As we entered the postern gate we saw De Gourgues standing,—menacing, sinister and pitiless,—before the ranks of trembling, haggard wretches who had been spared from the massacre. They were not many; and the slenderness of their number was a dire augury of the punishment which was to be theirs. They did not know what was to come. They scanned the merciless man who stood before them, seeking to find in the lines of his face one trace of sorrow or pity. But the eyes where pity might have been were set and fixed; hard as the lines of the nose and mouth. The brows had lost their melancholy and were drawn into a tangle and snarl of wrinkles, which took away every vestige of the man I knew and loved. He returned their look with a glance from which they cowered as though he had struck them; a glance that meant but one thing, and that was—the end. A few of them stood upright and fearless; others fell down upon their knees, whimpering. The end—Holy Virgin! What end? What death? When the Avenger spoke, his voice was dry and hard as flint.

“Did you think,” he said, “that so vile a treachery, so detestable a cruelty, against a King so potent and a nation so fearless, would go unpunished? Hell knows no viler traitor than your master, Menendez de Avilés, of whom you are but the spawn! No! I am only one of the humblest of the subjects of my King, but I have charged myself with avenging the deeds of this Menendez—and yours—against my hapless countrymen. There is no name base enough to brand your actions, no punishment sharp enough to requite them. But though you cannot suffer as you deserve, you shall suffer all that an enemy can honorably inflict, that your example may teach others to observe the peace and alliance between our Kings which you have so perfidiously violated.”

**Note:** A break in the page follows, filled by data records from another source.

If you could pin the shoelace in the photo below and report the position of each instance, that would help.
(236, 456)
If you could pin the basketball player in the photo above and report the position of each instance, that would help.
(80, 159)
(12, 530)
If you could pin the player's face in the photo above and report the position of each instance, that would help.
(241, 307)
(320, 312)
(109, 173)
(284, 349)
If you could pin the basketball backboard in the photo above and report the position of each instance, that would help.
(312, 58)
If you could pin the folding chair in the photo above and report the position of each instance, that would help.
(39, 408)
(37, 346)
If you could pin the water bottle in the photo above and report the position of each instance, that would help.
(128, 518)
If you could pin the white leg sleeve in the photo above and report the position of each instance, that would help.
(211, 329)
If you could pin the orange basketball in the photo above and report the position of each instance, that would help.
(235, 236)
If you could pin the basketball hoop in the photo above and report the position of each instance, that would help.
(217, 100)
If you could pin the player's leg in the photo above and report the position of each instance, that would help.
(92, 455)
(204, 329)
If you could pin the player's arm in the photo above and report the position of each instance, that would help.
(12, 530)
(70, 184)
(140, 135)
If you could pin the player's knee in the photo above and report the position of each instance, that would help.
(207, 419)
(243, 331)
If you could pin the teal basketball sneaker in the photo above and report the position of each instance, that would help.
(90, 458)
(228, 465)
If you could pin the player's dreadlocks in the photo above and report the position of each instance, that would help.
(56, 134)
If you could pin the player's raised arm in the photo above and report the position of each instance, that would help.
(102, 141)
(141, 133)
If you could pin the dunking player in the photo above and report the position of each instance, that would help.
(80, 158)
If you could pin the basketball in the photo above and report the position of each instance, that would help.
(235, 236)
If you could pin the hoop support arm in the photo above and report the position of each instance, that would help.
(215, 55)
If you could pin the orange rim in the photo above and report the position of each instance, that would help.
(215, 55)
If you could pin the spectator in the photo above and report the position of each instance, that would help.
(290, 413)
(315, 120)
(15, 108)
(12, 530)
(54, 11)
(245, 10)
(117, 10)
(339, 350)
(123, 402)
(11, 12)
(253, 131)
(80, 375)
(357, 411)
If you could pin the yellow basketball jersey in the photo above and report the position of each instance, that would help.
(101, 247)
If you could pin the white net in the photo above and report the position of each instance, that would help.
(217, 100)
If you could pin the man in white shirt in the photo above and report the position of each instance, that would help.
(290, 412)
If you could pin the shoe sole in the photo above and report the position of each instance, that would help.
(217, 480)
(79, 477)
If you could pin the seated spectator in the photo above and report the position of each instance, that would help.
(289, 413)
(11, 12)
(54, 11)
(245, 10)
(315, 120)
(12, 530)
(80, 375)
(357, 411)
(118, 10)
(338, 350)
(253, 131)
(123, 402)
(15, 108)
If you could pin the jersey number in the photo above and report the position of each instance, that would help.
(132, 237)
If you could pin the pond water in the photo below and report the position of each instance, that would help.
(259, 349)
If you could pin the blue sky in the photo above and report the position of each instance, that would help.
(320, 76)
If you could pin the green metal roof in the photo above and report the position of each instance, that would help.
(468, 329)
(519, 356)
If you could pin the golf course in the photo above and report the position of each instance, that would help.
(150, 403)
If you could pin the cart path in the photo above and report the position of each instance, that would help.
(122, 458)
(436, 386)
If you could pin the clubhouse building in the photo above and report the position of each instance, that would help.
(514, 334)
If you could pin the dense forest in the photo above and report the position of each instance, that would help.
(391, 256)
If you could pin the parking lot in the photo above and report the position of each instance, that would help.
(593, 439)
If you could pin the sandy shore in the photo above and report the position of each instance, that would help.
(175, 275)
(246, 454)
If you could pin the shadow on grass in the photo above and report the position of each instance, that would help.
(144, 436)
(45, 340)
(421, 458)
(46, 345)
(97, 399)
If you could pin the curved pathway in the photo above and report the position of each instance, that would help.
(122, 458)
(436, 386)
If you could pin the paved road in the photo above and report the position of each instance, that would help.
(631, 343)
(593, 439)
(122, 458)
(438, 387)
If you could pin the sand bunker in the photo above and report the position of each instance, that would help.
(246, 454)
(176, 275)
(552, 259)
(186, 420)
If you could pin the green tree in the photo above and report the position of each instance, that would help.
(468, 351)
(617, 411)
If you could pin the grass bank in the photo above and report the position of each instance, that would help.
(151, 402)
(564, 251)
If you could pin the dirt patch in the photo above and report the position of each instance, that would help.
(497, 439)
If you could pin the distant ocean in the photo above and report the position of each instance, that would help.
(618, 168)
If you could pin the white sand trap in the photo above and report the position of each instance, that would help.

Then he waved his hand, and the wretches were marched out through the gate down to the river. Some of them cried aloud that they would not go. Others clasped the knees of the French arquebusiers, sobbing out like women in their degradation that they had helped to hang the Frenchmen of Fort Caroline, that they had confessed and hoped for mercy. These were rudely dragged to their feet and prodded with pikes until they followed the others, trembling in an agony of fear. When they had come to a place near the river, the Indians pointed out to De Gourgues the trees upon which the Frenchmen of Fort Caroline had hung. De Brésac and I knew them well. And upon these same trees without other speech or ceremony, the Spaniards were hanged.

After it was over, De Gourgues caused tablets of pine to be nailed over their heads where all men might read. Upon these tablets were inscriptions burned with a hot iron which read:—

“Not as to Spaniards,
But as to Traitors, Robbers and
Murderers.”

His vengeance was complete.


That night, when it was dark, De Brésac, Job Goddard and another, buried De Baçan deep in a sand-dune. Indian messengers were sent to the river of Tacatacourou to bring the Vengeance and others’ vessels into the River of May. But at dawn the following morning we saw them passing the forts at the river’s mouth and we knew that the anxiety of François Bourdelais had got the better of him. When those on the vessels saw the standards of France waving upon the battlements of the lower forts, their cannon boomed forth a joyous salute which was answered there and at San Mateo. Before noon they anchored near the Fort and I was carried aboard to Mademoiselle.

I could not suffer her to go ashore while traces of the slaughter were in such ghastly evidence. For there were sights to cloud and torment throughout all recollection a mind innocent of the indecencies of life. Already the vultures were wheeling high over the forest and I prayed that the business which still kept the Avenger would soon be concluded. We were sick of the place, and Mademoiselle and I had no desire to go upon the shore.

In the afternoon Maheera came aboard. Unable to stay at the Tacatacourou River while these great events were going forward, she had followed us and lain in concealment since the attack. To Mademoiselle she brought a message from Olotoraca, who was at the Indian encampment—not dead, but very sorely wounded from the thrust De Baçan had given him—and who wished Mademoiselle to go to him.